In the most coherent and cogent explanation I've seen of the financial crisis, AFL-CIO Associate General Counsel Damon Silvers lays out how the decline in unionization which began in the mid-Seventies led to the burst of the sub-prime bubble, and ultimately to today's recession. And he wrote it way back in April.
But the real roots of the crisis do not lie on Wall Street. The cause of the crisis can be found in the long-term weakening of the real American economy in an era of globalization—in closed factories, outsourced high tech jobs and low wage jobs with no benefits, and in the unsustainable effort to maintain middle class living standards through borrowing. It is to be found in the reality of lives like that of Kimberly Somsel of Westland Michigan, a member of the AFL-CIO’s community affiliate Working America, an unemployed single mother of two battling breast cancer and facing foreclosure due to a ballooning "2 and 28" loan payment. She is selling the family car and her furniture just to get by. Five houses on her block are threatened with foreclosure.
Powerful voices in our country say that public resources should be there for Bear Stearns, but not for Kimberly Somsel, to keep the champagne flowing on Wall Street, but not to build a future for Michigan. But there is another way — a return to a high wage economy driven by productive investment in the United States. This way requires not that we retreat from the global economy, but that we insist that the globalized economy have real rules that work for working people. At the center of these rules must be labor market regulation, and in particular, regulation that empowers workers to speak for themselves by acting together. But rules are no enough. The United States must pursue a real national economic strategy in a globalized world economy.
For thirty years, America’s economic elites and their political allies have pursued a combination of economic and social policies designed to produce a low wage economy. These policies—our labor laws and our broader system of labor market regulation, our tax policies and our approach to globalization, have yielded decades of stagnant wages and rising economic inequality.

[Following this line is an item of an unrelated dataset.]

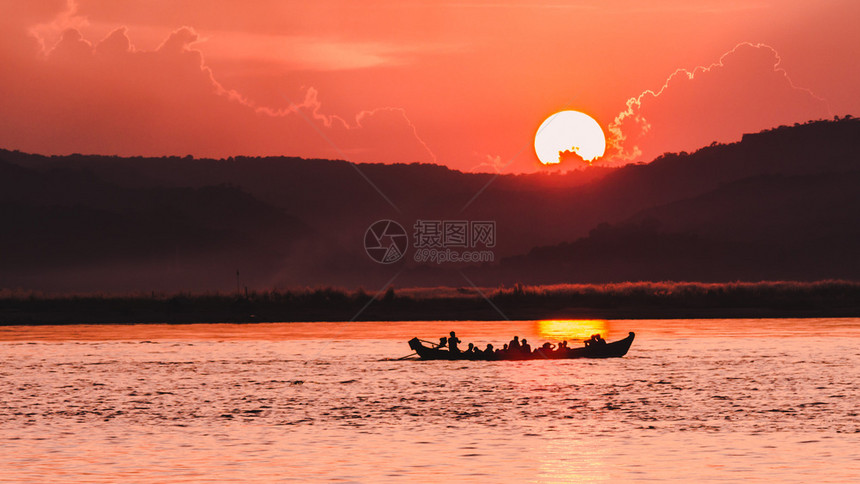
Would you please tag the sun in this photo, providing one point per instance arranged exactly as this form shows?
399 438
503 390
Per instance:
569 131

But at the same time, policymakers of both parties have sought, with some success, to maintain high levels of consumer spending. The pursuit of the contradiction of a low wage, high spending economy has systematically destroyed the various ways we individually and collectively save and invest. Instead of an income driven economy, we have become an economy driven by asset bubbles fueled by cheap debt. The ultimate unsustainability of this strategy has brought us to our current economic crisis.
You really need to read the whole speech. It's the summary of how we got here that I wish I had written, and it's just another powerful reminder of how critical passage of the Employee Free Choice Act is to economic recovery. Without a real opportunity to join unions and build bargaining power, American workers will continue to experience stagnant wages. And as Silvers eloquently explains, stagnant wages lead to unsustainable debt and a a downward economic spiral. The Employee Free Choice Act isn't just about fairness in the workplace -- it's a tool for engineering stimulus. And it won't cost the government a dime.